This study investigates whether structural differences observed in circuit discovery reflect genuine variations in computational mechanisms or merely arise as “phantom specificity” due to shifts in input statistics. Focusing on a fixed literal sequence copying task, the authors extract circuits from multiple Pythia models by systematically varying input token frequencies and analyze them using causal interventions, edge-level evaluations, and cross-condition transfer tests. They find that 75 structurally distinct circuits all implement the same function, and that shared core components alone recover over 99% of performance, revealing a many-to-one mapping from structure to function. These results demonstrate that structural similarity alone is insufficient to establish mechanistic uniqueness; accurate identification of computational mechanisms requires integrating edge-level evaluation with cross-condition transfer testing.

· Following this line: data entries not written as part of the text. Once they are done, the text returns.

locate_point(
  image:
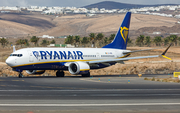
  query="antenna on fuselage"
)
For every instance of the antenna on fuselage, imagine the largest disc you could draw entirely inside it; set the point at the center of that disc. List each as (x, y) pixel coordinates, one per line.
(14, 49)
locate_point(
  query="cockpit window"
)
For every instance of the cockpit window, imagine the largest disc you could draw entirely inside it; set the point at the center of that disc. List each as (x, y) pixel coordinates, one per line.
(18, 55)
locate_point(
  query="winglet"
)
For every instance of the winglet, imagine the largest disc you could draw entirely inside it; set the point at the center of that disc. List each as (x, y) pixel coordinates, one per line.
(163, 54)
(14, 49)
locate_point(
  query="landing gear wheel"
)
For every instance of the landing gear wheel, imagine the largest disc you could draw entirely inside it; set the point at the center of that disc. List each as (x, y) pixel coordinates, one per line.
(20, 75)
(86, 75)
(59, 74)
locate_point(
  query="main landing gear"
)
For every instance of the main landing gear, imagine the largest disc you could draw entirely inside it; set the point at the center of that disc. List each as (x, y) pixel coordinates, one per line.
(20, 75)
(59, 73)
(86, 75)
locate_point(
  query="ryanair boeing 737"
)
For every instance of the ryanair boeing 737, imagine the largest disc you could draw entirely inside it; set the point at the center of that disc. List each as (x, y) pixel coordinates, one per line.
(75, 60)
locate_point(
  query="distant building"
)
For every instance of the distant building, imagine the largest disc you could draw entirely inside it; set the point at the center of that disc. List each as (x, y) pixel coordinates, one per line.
(46, 36)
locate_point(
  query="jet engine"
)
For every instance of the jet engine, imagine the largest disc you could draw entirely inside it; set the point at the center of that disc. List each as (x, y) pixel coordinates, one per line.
(78, 68)
(31, 72)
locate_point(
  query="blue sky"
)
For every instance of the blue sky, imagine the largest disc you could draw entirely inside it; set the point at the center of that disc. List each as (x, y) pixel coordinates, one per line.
(78, 3)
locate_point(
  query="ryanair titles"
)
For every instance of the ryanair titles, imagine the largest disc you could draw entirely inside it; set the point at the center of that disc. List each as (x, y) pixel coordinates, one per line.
(58, 54)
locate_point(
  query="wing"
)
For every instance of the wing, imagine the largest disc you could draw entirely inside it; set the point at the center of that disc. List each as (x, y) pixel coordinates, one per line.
(139, 50)
(130, 58)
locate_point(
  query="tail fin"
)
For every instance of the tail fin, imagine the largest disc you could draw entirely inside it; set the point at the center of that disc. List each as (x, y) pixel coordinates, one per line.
(121, 38)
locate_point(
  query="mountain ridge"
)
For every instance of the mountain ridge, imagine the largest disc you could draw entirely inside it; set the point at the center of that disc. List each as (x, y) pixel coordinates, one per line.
(118, 5)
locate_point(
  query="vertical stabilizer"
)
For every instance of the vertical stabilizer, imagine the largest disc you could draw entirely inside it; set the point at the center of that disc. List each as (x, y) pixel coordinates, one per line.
(121, 38)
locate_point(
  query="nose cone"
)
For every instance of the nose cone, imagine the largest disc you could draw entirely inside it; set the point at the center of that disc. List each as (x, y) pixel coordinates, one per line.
(9, 61)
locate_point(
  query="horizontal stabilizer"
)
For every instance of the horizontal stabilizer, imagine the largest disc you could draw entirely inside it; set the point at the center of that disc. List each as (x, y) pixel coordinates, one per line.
(139, 50)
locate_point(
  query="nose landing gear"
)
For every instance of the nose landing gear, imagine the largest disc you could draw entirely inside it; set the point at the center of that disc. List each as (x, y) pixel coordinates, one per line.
(20, 75)
(59, 73)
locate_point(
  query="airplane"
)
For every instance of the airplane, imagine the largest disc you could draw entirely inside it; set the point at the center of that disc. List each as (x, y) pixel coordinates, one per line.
(76, 60)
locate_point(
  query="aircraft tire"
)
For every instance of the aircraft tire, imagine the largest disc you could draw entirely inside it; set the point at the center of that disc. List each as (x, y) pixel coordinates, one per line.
(20, 75)
(86, 75)
(59, 74)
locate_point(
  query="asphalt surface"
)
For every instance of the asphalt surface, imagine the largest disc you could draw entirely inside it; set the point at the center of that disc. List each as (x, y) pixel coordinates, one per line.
(98, 94)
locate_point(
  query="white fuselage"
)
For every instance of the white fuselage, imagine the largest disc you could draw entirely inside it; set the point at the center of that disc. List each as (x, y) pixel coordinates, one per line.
(39, 58)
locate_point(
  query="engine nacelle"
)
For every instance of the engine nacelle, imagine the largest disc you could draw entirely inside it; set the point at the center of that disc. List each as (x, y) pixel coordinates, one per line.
(78, 68)
(31, 72)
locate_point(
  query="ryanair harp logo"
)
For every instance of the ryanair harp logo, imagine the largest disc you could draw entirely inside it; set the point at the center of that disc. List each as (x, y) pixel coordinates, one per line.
(124, 33)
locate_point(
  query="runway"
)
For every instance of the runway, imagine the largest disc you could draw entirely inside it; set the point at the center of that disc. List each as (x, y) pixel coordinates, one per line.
(110, 94)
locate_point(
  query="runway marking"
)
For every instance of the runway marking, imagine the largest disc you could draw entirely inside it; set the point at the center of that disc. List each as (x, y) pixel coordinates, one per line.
(95, 90)
(87, 105)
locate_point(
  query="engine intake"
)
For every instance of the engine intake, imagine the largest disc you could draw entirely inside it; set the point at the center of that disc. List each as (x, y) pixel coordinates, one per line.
(78, 68)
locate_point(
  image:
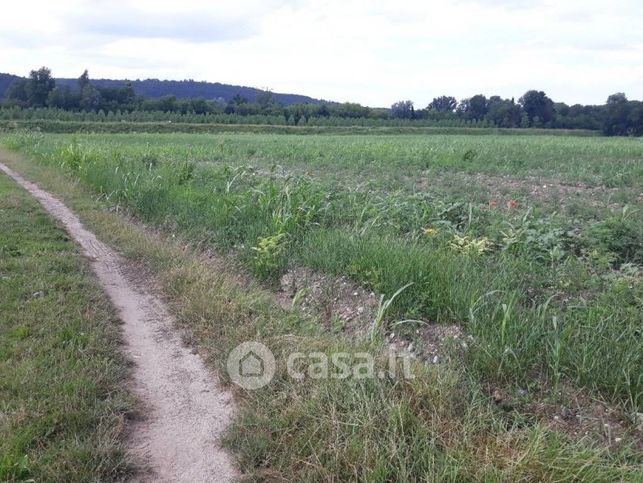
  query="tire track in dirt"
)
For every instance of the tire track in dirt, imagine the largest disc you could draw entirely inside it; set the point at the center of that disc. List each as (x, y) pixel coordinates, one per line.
(186, 408)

Circuit discovery methods identify subgraphs that explain specific model behaviors, and structural differences between discovered circuits are commonly interpreted as evidence of distinct mechanisms. We test this assumption by varying input statistics while holding the task fixed, and show that the resulting structural differences exhibit apparent specialization but do not correspond to functional differences, a pattern we term phantom specialization. Using Literal Sequence Copying across four token-frequency bands plus a control condition in five Pythia models (70M-1.4B), we extract 75 circuits and find that structurally distinct circuits implement the same computation: band-specific edges transfer broadly across bands, a core shared across most bands recovers at least 99% of circuit performance, and causal interchange interventions confirm that internal representations are interchangeable across frequency bands. Repeated extractions within the same frequency band further suggest that discovery algorithms sample from an equivalence class of valid subgraphs rather than recovering a unique mechanism. Standard evaluation practice obscures this pattern: source-level evaluation inflates apparent faithfulness, while edge-level evaluation reveals the many-to-one mapping from structure to function. Our results show that structural differences between circuits are not sufficient evidence for distinct mechanisms, and that exposing this requires edge-level evaluation and cross-condition transfer tests.